Carte Blanche à Laurent Giros - MATISSE / PICASSO
Pour sa Carte blanche, Laurent Giros a choisi de mettre face à face deux grands maîtres de la peinture : Matisse et Picasso.
Il faut que nous discutions autant que nous pouvons. Quand l’un de nous mourra, il y aura certaines choses dont l’autre ne pourra plus parler avec personne. – Picasso à Matisse (ou peut-être Matisse à Picasso…)
1906, les deux artistes se rencontrent pour la première fois chez les Stein, des collectionneurs très avant-gardistes. Picasso est installé depuis deux ans seulement à Paris et parle encore mal le français. Son travail passe de la Période Bleue à la Période Rose, de la misère humaine à l’amour du cirque, tout en conservant une grande mélancolie. Plusieurs planches de l’exposition illustrent cette période clef, dont Les Saltimbanques, Deux acrobates avec un chien (1905), une aquatinte dont l’oeuvre d’origine est conservée au MoMA à New York. De 12 ans son aîné, Matisse a déjà fait exploser la couleur dans l’audace de sa période fauve. Picasso est fasciné par la nouveauté de cette peinture qu’il découvre chez les Stein.

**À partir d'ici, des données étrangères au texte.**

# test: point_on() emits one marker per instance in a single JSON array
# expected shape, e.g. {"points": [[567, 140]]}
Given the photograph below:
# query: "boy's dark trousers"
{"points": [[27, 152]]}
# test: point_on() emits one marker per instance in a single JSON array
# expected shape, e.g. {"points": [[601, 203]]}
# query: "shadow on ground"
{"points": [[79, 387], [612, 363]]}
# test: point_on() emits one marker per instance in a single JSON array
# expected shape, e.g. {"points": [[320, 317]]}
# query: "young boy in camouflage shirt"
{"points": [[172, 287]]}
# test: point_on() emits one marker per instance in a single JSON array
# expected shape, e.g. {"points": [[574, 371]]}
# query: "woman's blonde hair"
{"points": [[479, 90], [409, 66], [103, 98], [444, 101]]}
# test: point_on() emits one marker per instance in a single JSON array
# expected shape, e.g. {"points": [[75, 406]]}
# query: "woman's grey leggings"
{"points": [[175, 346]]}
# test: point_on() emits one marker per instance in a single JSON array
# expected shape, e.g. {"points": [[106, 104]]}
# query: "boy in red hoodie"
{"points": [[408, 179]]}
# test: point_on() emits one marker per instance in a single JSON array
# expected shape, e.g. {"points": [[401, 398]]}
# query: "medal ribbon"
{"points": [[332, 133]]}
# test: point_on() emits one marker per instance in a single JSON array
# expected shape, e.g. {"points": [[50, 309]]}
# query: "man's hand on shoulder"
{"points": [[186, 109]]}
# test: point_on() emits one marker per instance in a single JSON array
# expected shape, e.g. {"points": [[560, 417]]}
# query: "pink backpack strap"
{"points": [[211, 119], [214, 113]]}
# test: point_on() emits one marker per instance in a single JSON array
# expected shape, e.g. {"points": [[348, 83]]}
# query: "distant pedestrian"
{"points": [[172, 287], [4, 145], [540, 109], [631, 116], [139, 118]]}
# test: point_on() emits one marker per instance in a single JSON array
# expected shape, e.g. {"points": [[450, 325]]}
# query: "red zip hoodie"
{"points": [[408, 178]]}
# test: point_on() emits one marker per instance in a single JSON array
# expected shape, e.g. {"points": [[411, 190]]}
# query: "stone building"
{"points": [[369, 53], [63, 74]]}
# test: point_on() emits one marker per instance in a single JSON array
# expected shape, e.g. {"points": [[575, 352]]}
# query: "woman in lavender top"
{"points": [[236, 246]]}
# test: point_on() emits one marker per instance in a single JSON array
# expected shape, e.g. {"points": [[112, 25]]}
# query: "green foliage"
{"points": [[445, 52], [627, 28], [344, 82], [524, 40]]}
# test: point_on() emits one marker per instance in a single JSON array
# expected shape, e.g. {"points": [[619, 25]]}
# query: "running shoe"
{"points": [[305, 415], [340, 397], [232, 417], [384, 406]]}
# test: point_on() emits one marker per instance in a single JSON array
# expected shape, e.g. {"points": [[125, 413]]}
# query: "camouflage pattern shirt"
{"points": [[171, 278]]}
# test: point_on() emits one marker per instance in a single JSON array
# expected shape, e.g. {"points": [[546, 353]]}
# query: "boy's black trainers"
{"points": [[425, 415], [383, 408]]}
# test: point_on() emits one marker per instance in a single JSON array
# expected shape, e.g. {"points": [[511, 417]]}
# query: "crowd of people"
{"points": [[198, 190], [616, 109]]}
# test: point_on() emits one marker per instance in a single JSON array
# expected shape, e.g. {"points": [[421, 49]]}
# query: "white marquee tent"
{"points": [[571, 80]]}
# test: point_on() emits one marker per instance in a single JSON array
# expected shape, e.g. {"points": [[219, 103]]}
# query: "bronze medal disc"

Leur rencontre sera d’autant plus fertile que leurs personnalités sont aux antipodes. Entre le contemplatif Matisse et le bouillonnant Picasso – le pôle Nord et le pôle Sud – s’exerce une attraction déterminante. Les artistes vont s’observer, s’admirer et se combattre à travers d’intenses joutes artistiques.
En 1907, ils échangent un premier tableau, choisissant chacun une oeuvre soulignant sa différence envers l’autre. Matisse choisit une nature morte (Cruche, bol et citron), Picasso un portrait de Marguerite, qu’il conservera précieusement tout au long de sa vie. Matisse ne tarde pas à faire découvrir à Picasso les objets d’art africain qu’il collectionne, ce qui aidera Picasso à faire exploser les codes de la peinture dans Les Demoiselles d’Avignon. Il lui présente aussi Sergueï Chtchoukine, son richissime mécène russe, partage ses connaissances et ses découvertes.
Le vorace Picasso puise sans complexe à la source matissienne. Parfois trop au goût de son aîné qui écrit à sa fille « je ne tiens pas à revoir Picasso. C’est un bandit embusqué ». Il ne digère pas l’exposition, en 1925, d’une Odalisque au Tambourin : Picasso lui a volé ses Odalisques ! Matisse répond à distance avec une oeuvre empruntant aux techniques de Picasso. La première lithographie de Pablo Picasso (Femme couchée, 1924) exposée ici, illustre l’héritage matissien dans l’épure de la ligne et la pause alanguie du modèle.
Leur rivalité est aussi attisée par les expositions : la même galerie parisienne qui enchaine une rétrospective dédiée à Matisse puis à Picasso ; leur travail confronté (et mis en pièces par la critique) lors d’une première exposition commune en 1918. Leurs oeuvres se retrouvent aussi dans la tristement célèbre exposition d’ « art dégénéré » de Munich (1937) organisée par des nazis désireux de faire triompher l’académisme le plus étroit. Enfin, à la fin de la guerre, le Viktoria & Albert Museum leur consacre une exposition commune à Londres.